No, I don't understand it either. (I mean, I failed every test.) And though I offered to work for free, they're offering me $20 an hour as a QA tester. That's more than double what I was expecting.

Normally I would be overjoyed, but the catch is

a) the three-hour commute each way no longer sounds so painless now that I'm no longer desperate, and
b) I'm going to miss going to the library every day and writing every night. I had just started doing that, and now it's not going to happen.

I'm almost tempted to say no just so I can spend this summer reading and writing and people-watching full time (this may be the only opportunity I have to do this until I retire), but at the rate my pockets are emptying it seems downright irresponsible. (I know God provides, but passing up a blessing to wish for another just doesn't seem like the kind of deal God would be okay with.) And at $20 an hour I might actually be able to break even this summer--including the $3000 I spent on plane tickets to Taiwan for my spirit quest and plane tickets to Boston for volunteering at SIGGRAPH.

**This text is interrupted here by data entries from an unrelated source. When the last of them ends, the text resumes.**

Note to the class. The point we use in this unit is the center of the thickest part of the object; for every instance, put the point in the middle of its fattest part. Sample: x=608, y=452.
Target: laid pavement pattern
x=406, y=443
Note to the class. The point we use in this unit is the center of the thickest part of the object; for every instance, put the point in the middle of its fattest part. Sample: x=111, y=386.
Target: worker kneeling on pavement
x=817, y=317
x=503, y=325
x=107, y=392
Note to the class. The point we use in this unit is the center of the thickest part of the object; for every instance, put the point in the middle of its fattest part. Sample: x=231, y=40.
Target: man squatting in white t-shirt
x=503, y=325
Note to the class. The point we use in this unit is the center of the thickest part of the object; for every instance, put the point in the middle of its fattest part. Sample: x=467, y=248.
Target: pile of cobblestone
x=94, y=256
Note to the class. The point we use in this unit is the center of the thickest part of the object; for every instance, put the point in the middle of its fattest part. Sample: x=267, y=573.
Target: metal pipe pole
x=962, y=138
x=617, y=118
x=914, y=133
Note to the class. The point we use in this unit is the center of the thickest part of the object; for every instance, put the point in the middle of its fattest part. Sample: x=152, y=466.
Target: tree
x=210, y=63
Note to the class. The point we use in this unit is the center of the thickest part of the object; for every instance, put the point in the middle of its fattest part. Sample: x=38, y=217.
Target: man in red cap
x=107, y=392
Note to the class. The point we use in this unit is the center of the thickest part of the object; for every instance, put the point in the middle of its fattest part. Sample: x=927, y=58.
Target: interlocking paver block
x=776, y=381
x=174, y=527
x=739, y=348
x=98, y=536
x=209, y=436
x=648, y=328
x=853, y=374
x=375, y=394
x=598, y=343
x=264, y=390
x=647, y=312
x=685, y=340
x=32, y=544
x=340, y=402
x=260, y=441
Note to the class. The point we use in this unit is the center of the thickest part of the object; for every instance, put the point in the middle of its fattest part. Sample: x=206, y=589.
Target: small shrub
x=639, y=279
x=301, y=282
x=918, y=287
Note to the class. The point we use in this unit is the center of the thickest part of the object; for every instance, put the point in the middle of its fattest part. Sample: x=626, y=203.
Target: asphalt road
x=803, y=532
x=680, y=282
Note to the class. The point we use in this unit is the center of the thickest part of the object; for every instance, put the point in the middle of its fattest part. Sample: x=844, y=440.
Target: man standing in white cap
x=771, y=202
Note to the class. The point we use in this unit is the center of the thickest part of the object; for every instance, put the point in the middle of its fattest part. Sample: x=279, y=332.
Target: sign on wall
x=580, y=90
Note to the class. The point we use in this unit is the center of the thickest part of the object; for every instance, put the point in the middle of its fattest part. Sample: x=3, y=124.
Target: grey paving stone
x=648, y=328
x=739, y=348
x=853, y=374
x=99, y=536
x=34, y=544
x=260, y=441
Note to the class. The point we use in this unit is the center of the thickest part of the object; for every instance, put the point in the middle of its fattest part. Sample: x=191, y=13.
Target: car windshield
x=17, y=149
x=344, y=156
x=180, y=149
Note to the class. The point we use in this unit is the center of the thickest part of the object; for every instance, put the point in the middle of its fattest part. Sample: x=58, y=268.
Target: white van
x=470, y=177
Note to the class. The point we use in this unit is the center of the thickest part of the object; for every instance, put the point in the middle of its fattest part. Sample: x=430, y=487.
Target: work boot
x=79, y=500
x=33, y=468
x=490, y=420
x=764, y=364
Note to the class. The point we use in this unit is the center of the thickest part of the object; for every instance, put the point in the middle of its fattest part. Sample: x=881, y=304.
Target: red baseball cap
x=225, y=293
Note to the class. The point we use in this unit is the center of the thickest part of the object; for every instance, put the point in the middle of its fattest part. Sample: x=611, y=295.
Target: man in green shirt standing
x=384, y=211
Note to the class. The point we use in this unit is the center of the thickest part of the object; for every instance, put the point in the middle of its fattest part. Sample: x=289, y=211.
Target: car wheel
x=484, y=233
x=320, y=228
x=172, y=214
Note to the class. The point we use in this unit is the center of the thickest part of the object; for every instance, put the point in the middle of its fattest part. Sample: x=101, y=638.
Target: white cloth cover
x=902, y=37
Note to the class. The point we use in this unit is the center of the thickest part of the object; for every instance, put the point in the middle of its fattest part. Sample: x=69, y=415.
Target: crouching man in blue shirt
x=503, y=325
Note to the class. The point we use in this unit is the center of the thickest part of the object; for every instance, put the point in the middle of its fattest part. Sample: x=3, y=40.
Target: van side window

But that's six hours a day down the drain. I'd have to get up at 7 and go to bed at 12, and I'd get home from work at around 9. I guess I could work in two hours to write, but augh. That's assuming I never need to stop to breathe. I guess I could get around this by moving to Palo Alto (where my job is), but that's a hassle in itself. And Palo Alto is a little slow for people-watching.

Argh! Why can't anything be easy?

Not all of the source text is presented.